Proposals should benchmark climate and environmental policies and existing frameworks to describe and measure well-being, quality of life and attractiveness, assess their relevance for rural areas and communities and make recommendations for adapting these frameworks. They should in particular propose innovative schemes to reach climate neutrality by 2050 while taking advantage of the ecological transition and preserving ecosystems (nature-based solutions), landscapes etc. Finally, they should support rural proofing[[Rural proofing means to ‘systematically review other macro and sectoral policies through a rural lens, considering potential and actual impacts and implications on rural jobs and growth and development prospects, social well-being, and the environmental quality of rural areas and communities’, Cork 2.0 Declaration, A better life in rural areas.]] by developing tools completing those already existing on territorial impacts (e.g. under the EU Better Regulation[[Better regulation tool #33 on territorial impacts: https://ec.europa.eu/info/files/better-regulation-toolbox-33_en]]), to assess the impact of EU policies and programmes on rural areas and communities.

Proposals must implement the multi-actor approach, bringing together from the start multiple types of scientific expertise in both hard sciences (e.g. climate, energy, and environment) and social sciences and humanities (e.g. geography, sociology, behavioural sciences, policy, foresight) together with a variety of rural community representatives. This topic should involve the effective contribution of SSH disciplines. Projects outputs should be scalable at least to the EU as a whole, hence they should be developed using data from a representative diversity of rural contexts across the EU. Proposals should strengthen evidence on rural areas and communities in a multi-dimensional way (proposals focused on one particular sector -e.g. primary production- or dimension of sustainability would not be considered as addressing the challenge appropriately). Proposals should engage with both national authorities and rural communities on their understanding of rurality and on project developments.

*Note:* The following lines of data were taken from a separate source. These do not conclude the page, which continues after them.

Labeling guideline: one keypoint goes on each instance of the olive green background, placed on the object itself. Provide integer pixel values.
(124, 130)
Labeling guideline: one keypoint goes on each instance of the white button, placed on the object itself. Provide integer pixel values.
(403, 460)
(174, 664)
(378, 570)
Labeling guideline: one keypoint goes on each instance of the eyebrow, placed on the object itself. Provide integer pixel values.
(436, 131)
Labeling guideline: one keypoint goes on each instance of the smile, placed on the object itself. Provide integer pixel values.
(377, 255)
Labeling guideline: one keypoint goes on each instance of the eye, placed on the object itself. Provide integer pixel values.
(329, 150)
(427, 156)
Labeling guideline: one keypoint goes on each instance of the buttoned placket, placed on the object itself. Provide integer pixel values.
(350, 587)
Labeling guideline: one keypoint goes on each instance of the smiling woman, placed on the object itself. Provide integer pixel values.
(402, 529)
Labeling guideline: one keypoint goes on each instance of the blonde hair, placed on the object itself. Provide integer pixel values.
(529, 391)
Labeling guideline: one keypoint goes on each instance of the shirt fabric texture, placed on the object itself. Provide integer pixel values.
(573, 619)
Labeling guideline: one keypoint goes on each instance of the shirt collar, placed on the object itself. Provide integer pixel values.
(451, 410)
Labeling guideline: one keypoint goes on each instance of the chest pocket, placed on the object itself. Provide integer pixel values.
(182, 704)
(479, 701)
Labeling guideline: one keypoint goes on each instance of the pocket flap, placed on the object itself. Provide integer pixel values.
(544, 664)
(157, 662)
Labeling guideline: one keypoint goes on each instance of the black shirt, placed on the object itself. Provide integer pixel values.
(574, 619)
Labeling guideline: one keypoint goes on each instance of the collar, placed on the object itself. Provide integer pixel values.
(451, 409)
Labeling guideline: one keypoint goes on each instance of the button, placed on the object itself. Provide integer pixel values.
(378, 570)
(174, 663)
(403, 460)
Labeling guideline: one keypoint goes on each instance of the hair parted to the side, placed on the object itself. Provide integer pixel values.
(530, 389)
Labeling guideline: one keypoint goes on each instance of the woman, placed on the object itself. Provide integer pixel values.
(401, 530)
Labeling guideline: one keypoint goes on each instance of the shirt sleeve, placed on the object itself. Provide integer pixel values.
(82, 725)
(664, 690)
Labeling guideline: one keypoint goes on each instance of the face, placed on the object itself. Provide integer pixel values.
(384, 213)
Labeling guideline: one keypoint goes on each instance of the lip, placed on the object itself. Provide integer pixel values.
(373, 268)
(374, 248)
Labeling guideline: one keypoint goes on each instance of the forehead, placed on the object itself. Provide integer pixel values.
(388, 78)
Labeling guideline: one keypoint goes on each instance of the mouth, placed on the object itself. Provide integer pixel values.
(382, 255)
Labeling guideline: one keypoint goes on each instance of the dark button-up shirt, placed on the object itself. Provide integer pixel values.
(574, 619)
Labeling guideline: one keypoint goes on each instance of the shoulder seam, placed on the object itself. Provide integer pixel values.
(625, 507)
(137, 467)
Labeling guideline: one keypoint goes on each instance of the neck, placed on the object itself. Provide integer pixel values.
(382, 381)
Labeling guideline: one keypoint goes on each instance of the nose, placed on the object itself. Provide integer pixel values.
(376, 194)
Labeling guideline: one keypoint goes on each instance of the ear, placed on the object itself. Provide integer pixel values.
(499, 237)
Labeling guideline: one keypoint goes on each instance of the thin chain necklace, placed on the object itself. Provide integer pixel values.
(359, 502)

Proposals should foresee a task to work jointly with other projects funded under this topic and with the European Commission, its common agricultural policy[[https://ec.europa.eu/info/food-farming-fisheries/key-policies/common-agricultural-policy_en]] networks[[Currently ENRD and EIP-AGRI (https://ec.europa.eu/info/food-farming-fisheries/key-policies/common-agricultural-policy/rural-development_en#enrd) to be replaced by the networks to be funded under the future CAP: https://ec.europa.eu/info/food-farming-fisheries/key-policies/common-agricultural-policy/future-cap_en]] and other relevant networks (e.g.: future Farm Sustainability Data Network (FSDN)[[Commission Communication ‘A farm to fork strategy’ (in particular section 3.2) https://eur-lex.europa.eu/legal-content/EN/TXT/?uri=CELEX:52020DC0381]]) and projects (including research projects[[https://ec.europa.eu/info/research-and-innovation/research-area/agriculture-and-forestry/rural-and-farming-dynamics-and-policies_en; projects funded under HORIZON-CL6-2021-GOVERNANCE-01-13 ""Modelling land use and land management in the context of climate change""]]) contributing to building rural evidence.

The possible participation of the JRC in the project will consist of connecting project activities to on-going work on integrated territorial strategies and or various domains mentioned in the topic to ensure complementarities and synergies, in particular advising on the data collection methods to be tested and on filling-in data gaps at high spatial granularity (NUTS3, LAU or grid levels). The contribution is framed on the context of the Knowledge Centre for Territorial Policies.